Last time I spent a lot of time to familiarize myself with techniques that are used to prevent reverse engineer a program and I want share with you my knowledge. These protections are not used only by malware developers but also by companies that sell their products for high price and want them to be secure (mostly in terms of licence or activation checking). Anti cheats like VAC or PunkBuster also strongly depend upon such techniques. In this post I will cover anti reverse engineering techniques that applies to any operating system that is capable of running on x86 architecture. Anti debug protections on the other hand are valid just for Microsoft Windows (all the code was tested on 64 bit Windows 7 build 7601 virtualized by VirtualBox and Windows 10 x64 build 17763). All examples that I’m going to present here are available on my GitHub with nice script compiling it all at once.
Anti Debug
Anti RE

You just need nasm and golink that are standalone executables. nasm , golink

Anti Reverse Engineering techniques for x86

Quick introduction


If you don’t know what disassembly is then watch my video on YouTube explaining this

YouTube tutorial

Tutorial is in Polish. Generally speaking, code that you write (assume C/C++ for simplicity) is processed on multiple stages. First stage of complete compilation is processing high level code to assembly code. Second stage is to take this assembly code and convert its source to raw bytes. If we have these bytes, we are able to reverse this process (not 100 % accurately). In this section I’m going to show some examples of how to mislead disassemblers. These techniques are based on fact that modern disassemblers are flow oriented. What is flow oriented disassembler? It is such disassembler that looks for conditional jumps over the code and analyse two paths that are possible to reach. There are some tricks that can mix up disassemlbers which I’m going to describe. All examples will be in assembly in intel syntax and disassembly checked in IDA PRO 7.0. x86 instruction set may be useful, available here.
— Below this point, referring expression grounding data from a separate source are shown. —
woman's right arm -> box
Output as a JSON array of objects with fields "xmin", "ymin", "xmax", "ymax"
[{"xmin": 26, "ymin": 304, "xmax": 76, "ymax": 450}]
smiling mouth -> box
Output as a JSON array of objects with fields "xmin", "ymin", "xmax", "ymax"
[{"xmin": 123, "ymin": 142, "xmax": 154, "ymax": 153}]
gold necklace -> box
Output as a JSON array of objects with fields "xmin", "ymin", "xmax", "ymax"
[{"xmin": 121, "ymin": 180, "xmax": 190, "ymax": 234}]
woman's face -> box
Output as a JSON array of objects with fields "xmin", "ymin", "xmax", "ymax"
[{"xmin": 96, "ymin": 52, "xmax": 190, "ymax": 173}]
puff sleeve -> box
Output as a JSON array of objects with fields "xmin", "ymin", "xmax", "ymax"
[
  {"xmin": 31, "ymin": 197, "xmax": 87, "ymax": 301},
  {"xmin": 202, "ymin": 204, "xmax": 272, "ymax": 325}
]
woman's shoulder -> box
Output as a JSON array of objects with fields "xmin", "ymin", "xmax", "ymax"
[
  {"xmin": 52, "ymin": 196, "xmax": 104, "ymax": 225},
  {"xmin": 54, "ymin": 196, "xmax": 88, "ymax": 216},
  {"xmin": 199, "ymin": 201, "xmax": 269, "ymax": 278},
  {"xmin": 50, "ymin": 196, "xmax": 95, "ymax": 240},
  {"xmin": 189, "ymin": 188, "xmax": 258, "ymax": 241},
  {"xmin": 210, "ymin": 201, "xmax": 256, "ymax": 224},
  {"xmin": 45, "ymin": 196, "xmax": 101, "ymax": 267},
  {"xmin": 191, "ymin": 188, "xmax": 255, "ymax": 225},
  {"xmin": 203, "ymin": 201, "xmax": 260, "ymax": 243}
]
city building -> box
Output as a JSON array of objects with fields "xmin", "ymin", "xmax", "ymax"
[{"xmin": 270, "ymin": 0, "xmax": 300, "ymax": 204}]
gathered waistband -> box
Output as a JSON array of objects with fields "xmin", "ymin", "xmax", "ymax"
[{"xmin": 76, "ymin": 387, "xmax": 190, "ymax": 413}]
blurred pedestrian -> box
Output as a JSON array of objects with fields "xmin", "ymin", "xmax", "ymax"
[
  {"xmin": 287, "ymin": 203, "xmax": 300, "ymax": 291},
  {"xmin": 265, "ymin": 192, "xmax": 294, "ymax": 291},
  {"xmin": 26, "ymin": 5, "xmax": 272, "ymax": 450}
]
je and jne instructions together


Take a look at this code

je l1 + 1 ; means one byte after l1 label
jne l1 + 1

l1:
db 0xe8 ; just one byte which starts instruction CALL rel32, refer to x86 instruction set 
xor eax, eax ; l1 + 1
ret
times 2 db 0x90

xor eax,eax
je l2 + 1

l2:
db 0xe9 ; starts instruction JMP rel32
pop eax ; l2 + 1
ret

Code starts with mysterious two conditional jump instructions appear. If we locate instruction jump if equal and jump if not equal one below another we end up with unconditional jump. But what flow oriented diassembler does in such scenario ? It tries to locate true and flase branches. For first je it jumps to l1+1 or go to instruction jne l1+1. And what are branches for jne l1+1 ? These are l1 and l1+1. Disassembler can’t provide us disassembly view with all these 4 paths.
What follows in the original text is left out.